Ski to the Sea : The First Expedition to Climb and Ski Down the Slopes of Montague Island in Alaska's Prince William Sound Brings the Adventurers in Touch with Steep Slopes and Awakening Bears
gorman, stephen, The World and I
We motor across the smooth glacial waters of Alaska's Prince William Sound, heading into Zaikof Bay at the eastern end of Montague Island, where the island splits like whale flukes. Ahead, an incisor-sharp peak rises, raking the sky. It is around 10:30 p.m., but this far north the mid-April sky holds an ethereal light, and the big mountain is awash in a rich purple cast. But what lures our eyes is the peak's immaculate west face, pitching sheer and clean straight down from the summit like a giant headwall.
As our two boats cruise quietly toward the head of the bay, the big engines rumbling softly, most of us gather up on the flying bridges for a better view. We're tracing potential ski lines down the face and pointing out approach routes when our chatter is suddenly interrupted by a loud whooshing sound. My friend Rich Rayhill points, then whispers, "Orcas!"
I turn and look. Suddenly the glossy surface a few yards away is slashed by a five-foot-high, black dagger of a dorsal fin, and then another and another. The black-and-white killer whales rise and sink, slicing through the silky water. There are perhaps thirty whales of all ages, from six-foot calves to thirty-foot patriarchs. Fully aware of us and curious, they approach the vessels as they feed and play for an hour or more. Then, as if at some signal, they turn east as one, swim off into the sound, and vanish.
It has been a day for whales. Earlier in the afternoon, after threading Upper Passage on Knight Island, we entered a realm of cetacean feeding and frolicking. At all points of the compass, we saw whales rising and sounding, their giant flukes standing out sharply against the snowy mountains beyond. For hours we drifted, watching the immense creatures breach and spout, the misty vapor of their exhalations hanging in the air.

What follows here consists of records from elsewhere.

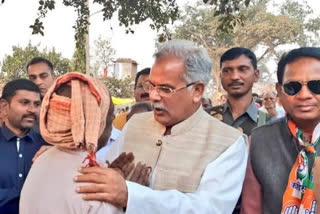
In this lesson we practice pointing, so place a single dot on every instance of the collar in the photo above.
(252, 110)
(188, 123)
(9, 135)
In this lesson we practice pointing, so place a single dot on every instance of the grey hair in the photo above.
(196, 59)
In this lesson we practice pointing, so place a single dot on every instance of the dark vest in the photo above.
(273, 152)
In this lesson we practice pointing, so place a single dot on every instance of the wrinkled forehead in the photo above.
(167, 69)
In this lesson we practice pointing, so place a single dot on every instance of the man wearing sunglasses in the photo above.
(190, 153)
(280, 169)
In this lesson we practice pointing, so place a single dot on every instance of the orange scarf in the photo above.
(75, 122)
(299, 196)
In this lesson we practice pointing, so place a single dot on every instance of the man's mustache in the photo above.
(159, 106)
(235, 83)
(30, 115)
(144, 95)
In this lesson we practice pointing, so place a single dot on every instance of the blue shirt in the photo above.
(15, 162)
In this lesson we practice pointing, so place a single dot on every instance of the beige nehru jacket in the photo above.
(179, 159)
(49, 187)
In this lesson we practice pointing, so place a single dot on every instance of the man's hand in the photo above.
(124, 163)
(40, 152)
(141, 174)
(107, 185)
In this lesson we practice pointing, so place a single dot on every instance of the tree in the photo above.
(228, 12)
(120, 88)
(14, 65)
(261, 30)
(160, 12)
(103, 54)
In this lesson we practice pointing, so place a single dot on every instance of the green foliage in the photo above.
(79, 57)
(228, 12)
(259, 30)
(14, 65)
(103, 54)
(120, 88)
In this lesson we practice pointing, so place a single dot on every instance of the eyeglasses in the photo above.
(292, 88)
(163, 91)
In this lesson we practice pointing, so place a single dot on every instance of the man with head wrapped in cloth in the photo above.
(75, 117)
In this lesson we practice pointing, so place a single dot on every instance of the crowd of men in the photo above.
(173, 152)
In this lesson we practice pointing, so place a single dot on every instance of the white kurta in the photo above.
(218, 192)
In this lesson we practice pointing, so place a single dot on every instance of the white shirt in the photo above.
(218, 192)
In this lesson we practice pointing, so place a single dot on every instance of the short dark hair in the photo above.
(37, 60)
(145, 71)
(293, 55)
(11, 87)
(234, 53)
(144, 105)
(255, 95)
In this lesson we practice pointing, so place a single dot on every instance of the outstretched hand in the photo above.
(123, 164)
(106, 185)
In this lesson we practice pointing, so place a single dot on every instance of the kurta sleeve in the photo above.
(218, 192)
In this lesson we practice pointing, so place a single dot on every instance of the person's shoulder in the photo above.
(279, 122)
(37, 138)
(142, 116)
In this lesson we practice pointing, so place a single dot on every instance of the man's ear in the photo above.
(257, 75)
(198, 90)
(279, 89)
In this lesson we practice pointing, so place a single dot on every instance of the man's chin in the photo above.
(27, 125)
(236, 94)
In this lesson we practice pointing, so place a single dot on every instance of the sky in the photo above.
(17, 15)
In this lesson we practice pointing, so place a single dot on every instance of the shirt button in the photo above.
(159, 143)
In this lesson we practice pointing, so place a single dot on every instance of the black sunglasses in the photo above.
(292, 88)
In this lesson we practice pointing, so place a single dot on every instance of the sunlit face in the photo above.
(238, 76)
(169, 71)
(205, 102)
(139, 93)
(103, 139)
(269, 100)
(41, 75)
(305, 105)
(23, 110)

Our expedition--the first to climb and ski one of Montague Island's many nameless peaks--originated several years ago. A fisherman had pulled his 42- foot trawler, the Alexandra, alongside my sea kayak during a long crossing in a remote part of the sound. My group and his crew were the only human beings in hundreds, if not thousands, of square miles, and when he offered a lift, I thought, Why not? He introduced himself as Brad von Wichman, and as we cruised we talked about sea kayaking, then somehow got on to skiing.

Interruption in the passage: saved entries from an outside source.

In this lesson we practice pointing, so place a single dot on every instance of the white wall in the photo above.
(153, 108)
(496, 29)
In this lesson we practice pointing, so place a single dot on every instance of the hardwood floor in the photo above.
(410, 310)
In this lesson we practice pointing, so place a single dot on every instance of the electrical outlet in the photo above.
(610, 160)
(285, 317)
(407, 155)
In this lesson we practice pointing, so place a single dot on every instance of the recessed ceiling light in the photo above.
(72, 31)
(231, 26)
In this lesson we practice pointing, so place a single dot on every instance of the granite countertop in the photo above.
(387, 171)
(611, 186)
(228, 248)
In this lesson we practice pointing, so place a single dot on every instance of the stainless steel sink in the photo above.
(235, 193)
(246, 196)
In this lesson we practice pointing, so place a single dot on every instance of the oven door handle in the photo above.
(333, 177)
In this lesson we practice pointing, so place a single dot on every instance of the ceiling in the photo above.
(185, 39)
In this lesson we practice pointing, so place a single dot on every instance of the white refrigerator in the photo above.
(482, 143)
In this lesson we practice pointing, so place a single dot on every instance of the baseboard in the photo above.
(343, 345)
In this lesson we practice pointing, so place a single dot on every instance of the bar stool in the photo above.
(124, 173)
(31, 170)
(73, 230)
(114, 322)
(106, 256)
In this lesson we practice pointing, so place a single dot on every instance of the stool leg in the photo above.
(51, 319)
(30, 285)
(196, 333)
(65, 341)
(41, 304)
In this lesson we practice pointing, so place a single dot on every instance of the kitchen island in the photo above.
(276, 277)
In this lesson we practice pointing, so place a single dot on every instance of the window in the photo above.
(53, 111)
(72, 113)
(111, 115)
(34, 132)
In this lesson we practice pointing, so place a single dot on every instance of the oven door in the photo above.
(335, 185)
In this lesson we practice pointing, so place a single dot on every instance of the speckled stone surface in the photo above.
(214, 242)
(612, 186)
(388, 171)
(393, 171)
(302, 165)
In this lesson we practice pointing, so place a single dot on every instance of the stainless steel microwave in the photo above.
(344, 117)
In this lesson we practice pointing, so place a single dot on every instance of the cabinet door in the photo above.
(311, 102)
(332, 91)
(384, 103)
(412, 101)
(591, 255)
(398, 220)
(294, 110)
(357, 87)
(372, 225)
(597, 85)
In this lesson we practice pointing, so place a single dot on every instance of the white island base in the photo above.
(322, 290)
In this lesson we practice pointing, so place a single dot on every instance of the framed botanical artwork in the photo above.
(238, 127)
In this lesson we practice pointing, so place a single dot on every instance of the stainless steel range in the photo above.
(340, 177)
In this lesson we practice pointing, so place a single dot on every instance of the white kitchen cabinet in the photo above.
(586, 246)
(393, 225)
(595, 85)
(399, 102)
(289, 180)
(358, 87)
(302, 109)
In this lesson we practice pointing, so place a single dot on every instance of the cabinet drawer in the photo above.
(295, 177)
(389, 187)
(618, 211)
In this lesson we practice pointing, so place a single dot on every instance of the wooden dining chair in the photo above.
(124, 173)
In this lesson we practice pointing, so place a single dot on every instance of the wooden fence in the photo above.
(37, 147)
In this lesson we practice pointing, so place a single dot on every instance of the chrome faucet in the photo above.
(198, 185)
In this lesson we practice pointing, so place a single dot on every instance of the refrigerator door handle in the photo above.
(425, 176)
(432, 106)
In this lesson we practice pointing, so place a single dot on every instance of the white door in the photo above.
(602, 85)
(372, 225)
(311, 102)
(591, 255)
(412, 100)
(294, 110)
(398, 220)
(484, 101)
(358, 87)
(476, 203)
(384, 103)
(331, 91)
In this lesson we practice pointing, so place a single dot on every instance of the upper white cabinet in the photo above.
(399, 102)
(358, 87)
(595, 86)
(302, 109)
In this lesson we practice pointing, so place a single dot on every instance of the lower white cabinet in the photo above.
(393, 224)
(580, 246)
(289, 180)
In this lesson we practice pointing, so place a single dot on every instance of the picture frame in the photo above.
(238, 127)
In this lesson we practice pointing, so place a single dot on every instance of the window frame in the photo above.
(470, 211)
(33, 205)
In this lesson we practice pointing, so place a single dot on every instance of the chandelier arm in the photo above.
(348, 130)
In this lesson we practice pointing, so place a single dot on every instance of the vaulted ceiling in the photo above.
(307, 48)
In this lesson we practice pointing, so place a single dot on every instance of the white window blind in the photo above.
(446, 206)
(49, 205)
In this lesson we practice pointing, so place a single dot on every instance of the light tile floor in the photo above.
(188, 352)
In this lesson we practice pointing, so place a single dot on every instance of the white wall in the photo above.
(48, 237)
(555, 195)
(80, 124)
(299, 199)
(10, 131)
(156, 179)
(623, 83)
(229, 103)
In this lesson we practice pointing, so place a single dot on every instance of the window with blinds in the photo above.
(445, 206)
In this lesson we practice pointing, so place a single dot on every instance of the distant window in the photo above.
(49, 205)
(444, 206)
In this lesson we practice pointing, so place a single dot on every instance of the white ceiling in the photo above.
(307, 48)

"If you love ski mountaineering, you should see this place in the spring," Brad said, urging me to return when the snowpack was measured in meters and the steep white slopes plunged straight into the cobalt sea.
Prince William Sound is renowned as a sea kayaker's utopia. This 15,000- square-mile arm of the Pacific Ocean, with its labyrinthine network of glacially carved fjords, is watched over by breathtaking mountains thrusting thousands of feet into the sky. The sound's 3,500-mile-long coastline reaches deep into the snowy recesses of the Chugach and Kenai Ranges. The skiing in these peaks is virtually unexplored: there are no roads here, and the sound is enormous--the size of my home state of New Hampshire. To access these mountains, you need a boat.

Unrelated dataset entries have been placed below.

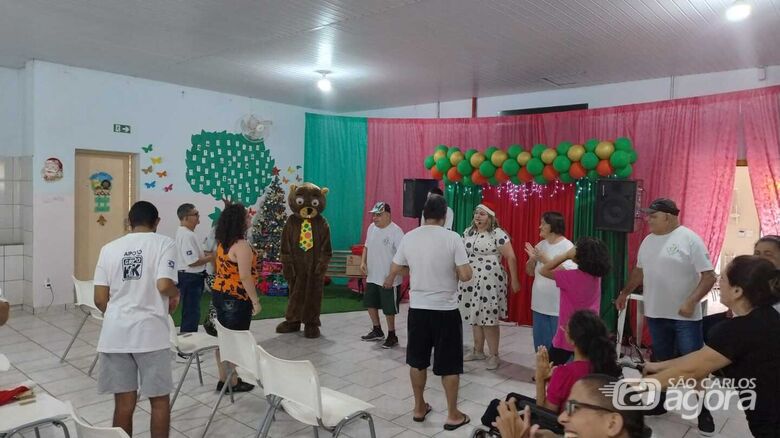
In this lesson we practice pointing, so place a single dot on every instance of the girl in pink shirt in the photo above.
(580, 288)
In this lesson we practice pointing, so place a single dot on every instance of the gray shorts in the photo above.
(125, 372)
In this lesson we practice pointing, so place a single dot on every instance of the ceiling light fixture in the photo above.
(324, 83)
(738, 11)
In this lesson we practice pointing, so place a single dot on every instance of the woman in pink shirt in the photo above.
(580, 288)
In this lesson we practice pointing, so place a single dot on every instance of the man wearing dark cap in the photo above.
(382, 240)
(675, 271)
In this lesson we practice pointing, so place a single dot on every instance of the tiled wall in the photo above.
(16, 224)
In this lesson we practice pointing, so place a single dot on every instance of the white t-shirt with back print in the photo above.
(432, 252)
(136, 319)
(671, 264)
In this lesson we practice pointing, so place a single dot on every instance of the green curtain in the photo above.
(617, 244)
(335, 157)
(462, 200)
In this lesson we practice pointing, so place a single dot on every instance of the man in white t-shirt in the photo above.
(382, 240)
(135, 288)
(192, 261)
(436, 259)
(674, 267)
(450, 214)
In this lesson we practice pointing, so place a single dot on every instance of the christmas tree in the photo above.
(267, 229)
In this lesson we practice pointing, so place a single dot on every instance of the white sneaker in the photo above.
(474, 355)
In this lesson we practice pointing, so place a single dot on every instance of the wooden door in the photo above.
(105, 190)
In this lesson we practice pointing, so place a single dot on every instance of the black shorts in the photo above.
(440, 330)
(232, 313)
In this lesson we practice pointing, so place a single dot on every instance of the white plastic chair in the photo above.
(191, 345)
(84, 430)
(85, 300)
(295, 386)
(238, 348)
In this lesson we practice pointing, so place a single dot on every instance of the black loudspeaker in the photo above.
(415, 194)
(615, 205)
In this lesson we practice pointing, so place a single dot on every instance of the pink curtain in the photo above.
(687, 151)
(761, 116)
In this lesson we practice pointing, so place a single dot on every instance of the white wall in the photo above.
(76, 108)
(598, 96)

When Brad and I parted, I took a last look at the Alexandra and thought, "Hell, we could base ourselves aboard that boat and ski anywhere we wanted!"
So here we are on a bright Alaskan wilderness morning, with not one boat but two. The Alexandra and Brad's 58-foot charter boat Babkin serve as our transportation and floating base camps in the wilderness. In addition we have two inflatable, motorized Zodiac skiffs for accessing the shore and eight sea kayaks for apres-ski paddling.
Banking the skiff in graceful arcs to avoid chunks of floating ice, Brad steers toward open water. As it cuts a furrow across the placid surface, I grab my ball cap with one hand and shade my eyes with the other.